Released a year after the first “Forever With You Original Game Soundtrack,” this three disc version of the soundtrack is not a “follow-up” to the first OGS as much as it is a more complete version. The first OGS was a two disc album with music from the original Super Famicom version of the game. This album, of course, is the published version of the PlayStation soundtrack. It includes almost every song from the SNES version, as well as plenty of new tracks (particularly on the third disc).
The sound quality from the Super Famicom to the PlayStation is a substantial improvement, one that anyone ought to be able to hear clearly. Though I can’t say for sure, I would suspect that the music was originally written and intended for a 32-bit system, but was dumbed down for the SNES version.

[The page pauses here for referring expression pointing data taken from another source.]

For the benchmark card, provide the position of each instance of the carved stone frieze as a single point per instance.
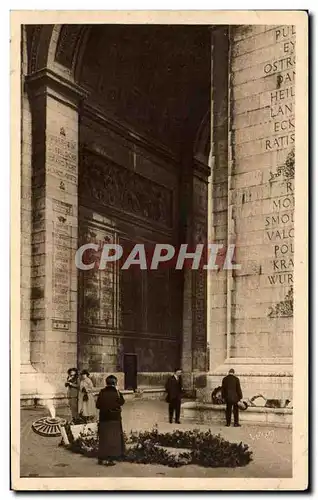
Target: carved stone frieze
(67, 43)
(111, 185)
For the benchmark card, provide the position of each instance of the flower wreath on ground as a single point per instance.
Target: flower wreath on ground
(173, 449)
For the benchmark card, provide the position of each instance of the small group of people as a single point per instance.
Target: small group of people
(80, 391)
(109, 402)
(231, 395)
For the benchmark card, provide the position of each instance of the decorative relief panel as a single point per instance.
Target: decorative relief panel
(69, 36)
(112, 185)
(97, 287)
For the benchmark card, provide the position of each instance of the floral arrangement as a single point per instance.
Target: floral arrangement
(150, 447)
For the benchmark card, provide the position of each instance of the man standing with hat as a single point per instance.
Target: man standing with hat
(231, 394)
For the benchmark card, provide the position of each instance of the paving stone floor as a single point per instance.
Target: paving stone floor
(42, 457)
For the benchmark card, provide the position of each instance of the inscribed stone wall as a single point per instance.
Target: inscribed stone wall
(262, 195)
(54, 235)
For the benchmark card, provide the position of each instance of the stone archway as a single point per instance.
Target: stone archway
(64, 118)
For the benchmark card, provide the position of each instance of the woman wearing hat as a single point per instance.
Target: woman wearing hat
(110, 431)
(86, 401)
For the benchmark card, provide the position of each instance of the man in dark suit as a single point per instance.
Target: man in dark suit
(174, 394)
(231, 394)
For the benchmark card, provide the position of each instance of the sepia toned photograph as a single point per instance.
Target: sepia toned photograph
(158, 262)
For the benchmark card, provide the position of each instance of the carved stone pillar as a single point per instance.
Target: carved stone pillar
(54, 225)
(194, 346)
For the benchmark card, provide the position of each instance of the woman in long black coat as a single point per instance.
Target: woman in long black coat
(110, 431)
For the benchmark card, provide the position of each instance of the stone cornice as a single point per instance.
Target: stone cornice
(129, 134)
(45, 82)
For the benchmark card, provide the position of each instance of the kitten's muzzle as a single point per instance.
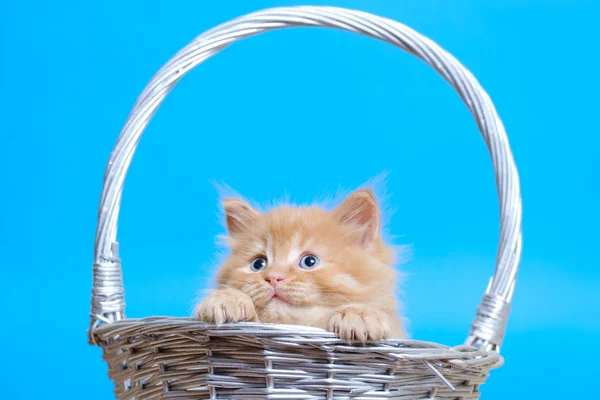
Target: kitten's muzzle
(274, 279)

A quick comparison of songs from the two OGS’s (say, for example, Mira Kagami’s Theme, which we have sampled in both reviews) should make the difference obvious.
The songs are all neatly arranged, first with character themes, then songs for the many events, big and small, that you go through in the game. The game exists as an opportunity to go through high school and hook up with a lady of your choice; forgive me for saying this, but my memories of high school aren’t nearly as cute and sugar-coated as the music Kukeiha Club made to go with this game. Of course, not all of us were surrounded by kawaii-cute girls that, despite being Japanese, looked completely caucasian.
One of my favorite sections are the ones with classic songs adapted. The “Wind Ensemble” music is your high school band attempting to play music from Konami (Gradius) your freshmen year but Wagner your junior year. The “Romeo and Juliet” music is that cheesy love theme you play in romance films: totally awesome, totally cutesy.
But, you know, the music quantity is something of a cheap perk that makes up for the quality. With the exception of the third disc, which has mostly decent tracks (each over a minute), the album is a complete collection of some rather boring and unfamiliar songs. About 20% of the tracks have any real substance to them, and they’ve all been arranged countless times on any number of other albums Konami has released over the years. So, as for the worth of this album, it probably is meaningless unless you have experience with this classic game, one which nearly defines the “dating sim” adventure genre.
Between this album and its predecessor, this is the clear victor and definitely the album of choice. Being over a decade old, both albums are HTF (hard-to-find). Should you find them, however, the demand is also low enough that you may be able to get a good deal on this three disc set.